In order for this to work properly, RPs need to be able to verify that
there is public consensus about the state of the log. Otherwise, logs can
“equivocate”: represent to the RP that a given certificate was published
when it in fact was not. Unfortunately, in practice RPs are not doing this
verification (for reasons discussed below), and so CT reduces to a
countersignature scheme in which the RP trusts the log not to equivocate.
There are two primary challenges here, as detailed below.
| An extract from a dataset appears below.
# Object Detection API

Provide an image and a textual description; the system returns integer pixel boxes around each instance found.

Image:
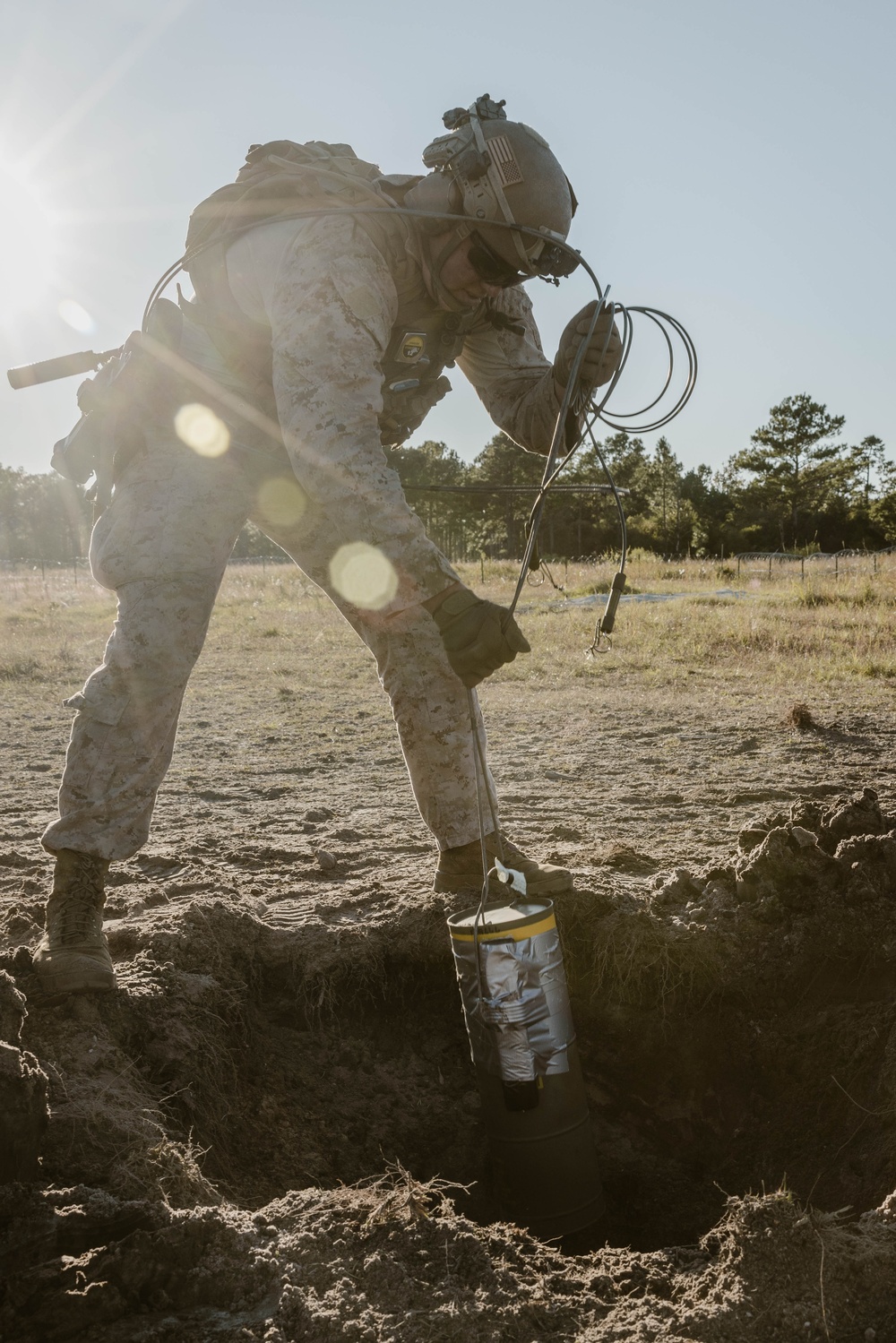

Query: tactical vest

[184,140,486,447]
# SCTs, and thus immediate issuance, are incompatible with public
verifiability

It has been known for quite some time that the public verifiability piece
of CT introduces latency in certificate issuance. In order to allow for
immediate certificate issuance, logs instead issue SCTs, which are just
promises to incorporate the certificate into the log; effectively the SCT
is a countersignature on the certificate. However, if an RP accepts a
certificate + SCT, then it is vulnerable to collusion between a CA which
issues a bogus cert and a log which issues a bogus SCT but never
incorporates the cert into the log.

We are unaware of any way to efficiently address this issue without
introducing either privacy problems or latency. In order to validate
inclusion in the log, the RP needs to validate that other entities (e.g.,
the software manufacturer) have the same view of the log. Either the RP
downloads the whole log (which is inefficient), queries for the specific
certificate in question (which has privacy problems) or retrieves a
checkpoint which vouches for some batch of certificates (which introduces
batch latency).

There seem to be two major ways to address this issue:

1. Accept issuance latency: An RP will only accept a cert as valid when
accompanied by proof that it has been incorporated into the public record

2. Accept some window of vulnerability to equivocation during which SCTs
are accepted and then retrospectively checked. The RP would provisionally
accept a certificate that claimed to have been very recently issued and
then check for log presence a few minutes later (once an inclusion proof
should be available)

Unfortunately, there’s not really an effective way to accomplish the latter
with high reliability and without bad privacy problems.  Going back to the
server and asking for an inclusion proof is safe from a privacy
perspective, but there’s a significant risk of failure given how often
servers are multi-homed.  And asking anyone but the server leaks browsing
history.  It’s theoretically possible that some private information
retrieval scheme could save us, but that would be a big new chunk of work,
and unlikely to deploy in the near term.

Note that it is not possible to just not require public verifiability for
certificates which claim to be recently issued; because this attack depends
on the log and the CA colluding, they can just issue certificates with
recent timestamps.


# CT’s public verifiability mechanisms are too inefficient to be deployed
at scale

If this WG is going to meet its charter goals, CT needs to have a working
public verifiability system. What that means in practice is that it’s
efficient for the RP to acquire whatever information it needs to validate
that a certificate is in the public record. In the current system, this
basically means:

  - Acquire an inclusion proof [hopefully provided by the site the RP is
connecting to].
  - Acquire the STH that the inclusion proof chains back to and validate
that the STH was publicly logged.

Clearly in order to be efficient, multiple certs must chain back up to the
same STH; this is also a privacy requirement because otherwise retrieving a
given STH leaks which certificate you are verifying.  For similar privacy
reasons, clients need to proactively download and validate every STH they
might encounter, to avoid making queries for STHs (which leak browsing
history).  So, what this means is that the RP needs to periodically
retrieve:

  - All the STHs that any certificate might chain to
  - The consistency proofs between those STHs

The good news is that if the RP does this, then it will be in a position to
verify that any certificate with an inclusion proof has been publicly
logged; it will be protected from equivocation.  The bad news is that this
scheme generates so much data it cannot be deployed.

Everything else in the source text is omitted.